特徴❻:投資対象は元本割れリスクがある商品のみ

投資対象は、元本割れリスクのある商品のみで構成されています。つみたて投資枠と成長投資枠で、それぞれ商品設定がされています。

  • つみたて投資枠の商品は…
    金融庁が選定した長期投資に適した商品で構成されています。2025年3月6日時点で319本のラインナップがあります。
  • 成長投資枠の商品は…
    一定の共通条件を満たしていれば、取り扱う金融機関で設定できます。価格変動の激しい商品や、販売手数料の高い商品も含まれます。

つみたて投資枠であるか成長投資枠であるかに関わらず、制度を利用する際には、投資対象の選定が極めて重要になることを念頭に置く必要があります。

参考:つみたて投資枠対象商品 : 金融庁

新NISAのメリットやデメリット、注意点

机の上に「〇」の札と「×」の札と計算機が描かれたイラスト

ここでは、新NISAのメリットやデメリット、注意点に解説したいと思います。

新NISAのメリット3つ

まず、新NISAのメリットとして3点挙げたいと思います。

  • 運用益が出ても課税されない
  • 非課税の上限額まで売買を繰り返せる
  • 長期積立投資に最適

以下、解説していきます。

メリット➊:運用益が出ても課税されない

配当や売却時に得られた利益があっても、一切課税されません。これがNISA制度の最大のメリットです。
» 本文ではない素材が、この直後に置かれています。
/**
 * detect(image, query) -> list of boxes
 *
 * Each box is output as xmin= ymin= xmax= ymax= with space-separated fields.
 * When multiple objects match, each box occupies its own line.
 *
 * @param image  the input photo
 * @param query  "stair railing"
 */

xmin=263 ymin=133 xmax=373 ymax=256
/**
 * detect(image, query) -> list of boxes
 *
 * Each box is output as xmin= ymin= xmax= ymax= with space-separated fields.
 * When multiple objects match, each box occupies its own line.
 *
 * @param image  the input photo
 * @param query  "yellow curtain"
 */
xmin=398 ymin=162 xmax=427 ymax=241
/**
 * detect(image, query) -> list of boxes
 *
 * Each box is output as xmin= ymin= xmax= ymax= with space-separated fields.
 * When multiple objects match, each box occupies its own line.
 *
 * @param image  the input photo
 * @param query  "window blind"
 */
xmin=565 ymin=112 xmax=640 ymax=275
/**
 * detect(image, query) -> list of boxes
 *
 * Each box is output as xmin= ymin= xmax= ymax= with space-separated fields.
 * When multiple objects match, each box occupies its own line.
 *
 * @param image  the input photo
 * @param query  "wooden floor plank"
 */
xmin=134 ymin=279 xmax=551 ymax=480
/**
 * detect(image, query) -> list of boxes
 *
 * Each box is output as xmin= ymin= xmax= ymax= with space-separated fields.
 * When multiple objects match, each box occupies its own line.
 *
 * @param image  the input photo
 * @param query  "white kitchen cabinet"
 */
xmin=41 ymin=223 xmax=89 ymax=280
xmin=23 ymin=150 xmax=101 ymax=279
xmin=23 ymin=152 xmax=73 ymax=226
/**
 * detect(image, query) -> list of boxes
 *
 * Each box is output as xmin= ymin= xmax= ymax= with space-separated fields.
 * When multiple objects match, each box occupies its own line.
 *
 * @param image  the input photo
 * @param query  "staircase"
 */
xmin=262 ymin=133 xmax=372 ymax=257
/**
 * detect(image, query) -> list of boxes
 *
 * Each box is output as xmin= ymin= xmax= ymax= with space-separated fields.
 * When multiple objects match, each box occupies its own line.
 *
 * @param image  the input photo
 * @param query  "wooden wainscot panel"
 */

そのため、積極的に投資に参加することができますし、何より効率的に資産を増やすことが可能になります。

メリット➋:非課税の上限額まで売買を繰り返せる

旧制度にはなかった「投資枠の復活」ができるようになりました。

このおかげで、非課税の上限額まで商品の売買を繰り返すことができ、より柔軟に資産の最大化を図りやすくなりました。

【例】NISA口座で10,000円分購入した商品が値下がりしそうなときを考えてみます。

  • 旧NISA制度では…
    10,000円分全て売却した場合、10,000円分少ない投資枠でそのまま運用を続けなければなりませんでした。
  • 新NISA制度では…
    10,000円分全て売却したとしても、その翌年には10,000円分の投資枠は復活し、また別の値上がりしそうな商品を10,000円分買うことができるようになりました。

メリット➌:長期積立投資に最適

投資期間の恒久化や、非課税期間の無期限化により、非課税メリットを長期間享受しながら、じっくり資産形成を行える環境が整いました。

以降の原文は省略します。